Maeva Teixeira Machado, a Clarkson University graduate student pursing her Masters in Environment Science and Engineering, produced a report on food waste audits done for the NYSP2I-funded Potsdam FW Management Project. Her work on the audit and report were overseen and reviewed by Drs. Susan Powers (PI) and Jan DeWaters (co-PI).
To view the report, click the report located on the left.
The work that has been done by Clarkson University, especially by students and interns, has had the chance to be showcased to the Clarkson community through Clarkson Research and Presentation Showcases.
Jaymes Suiter ( ChemE '23) and Madeline Rousell ( Brandeis University) presented their poster titled Creating a Sustainable Food Waste Management System for Potsdam NY at the Summer 2021 RAPS
Maeva Teixeira Machado (MS ESE) presented her poster titled Understanding Food Waste Generation in Academic Institutions in Potsdam NY at the Spring 2022 RAPS
Maeva received the Sustainability Prize for Graduate Student Poster Presentation awarded by the ISE
Students in Clarkson’s Sustainability Club recently went door to door on campus to hand out buckets for students in apartments to collect their food waste to increase participation in program.
Clarkson has had an on-campus apartment composting program for a few years. Students who live in on-campus apartments can get a green bin from the Institute for a Sustainable Environment (ISE) to collect food waste in.
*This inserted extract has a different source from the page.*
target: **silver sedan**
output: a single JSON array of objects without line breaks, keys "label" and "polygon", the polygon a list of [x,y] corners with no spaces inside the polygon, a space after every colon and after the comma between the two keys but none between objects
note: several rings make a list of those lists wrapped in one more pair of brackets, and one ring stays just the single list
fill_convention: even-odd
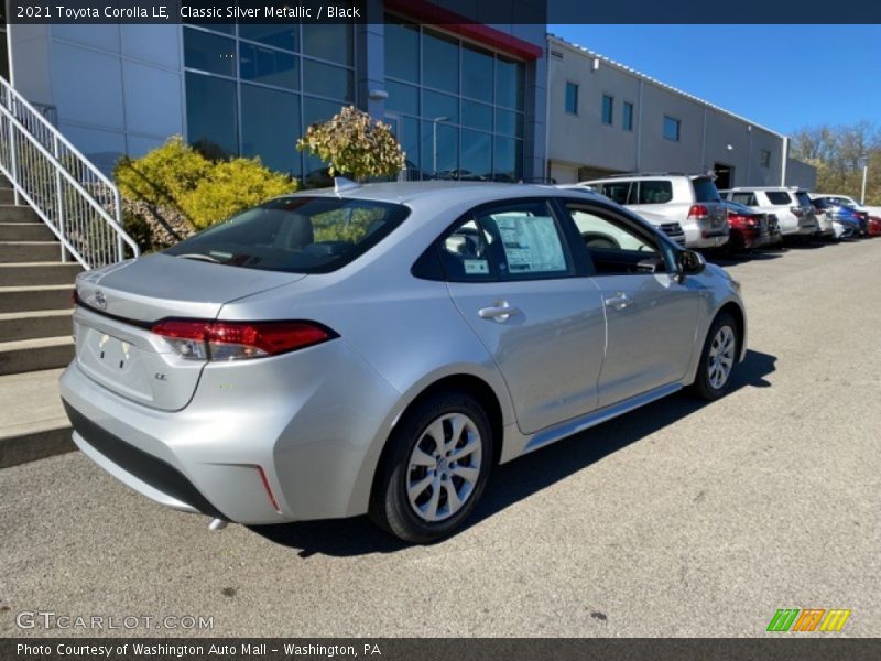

Once the green bins are full, there are a food waste collection totes located by each of the apartment complexes for students to discard their food waste. In the past, ISE faculty have taken the food waste collected to their personal compost piles. However, Clarkson has recently partnered with Whitten Family Farm who will be collecting the food waste from apartments in addition to post-consumer food waste from dining halls.
Now that Clarkson University has partnered with Whitten Family Farm it has been able to expand its post-consumer food waste collection. Starting in April, post-consumer food waste from the Servery (one of the on-campus dining halls) has been collected and picked up by the local composting facility.
The food waste collection system at Servery was not possible without educating the Clarkson students who were diverting their food waste. Interns for the Institute for a Sustainable Environment worked to create educational resources as well as stood by the collection area to inform students about the new program and what can and cannot be composted.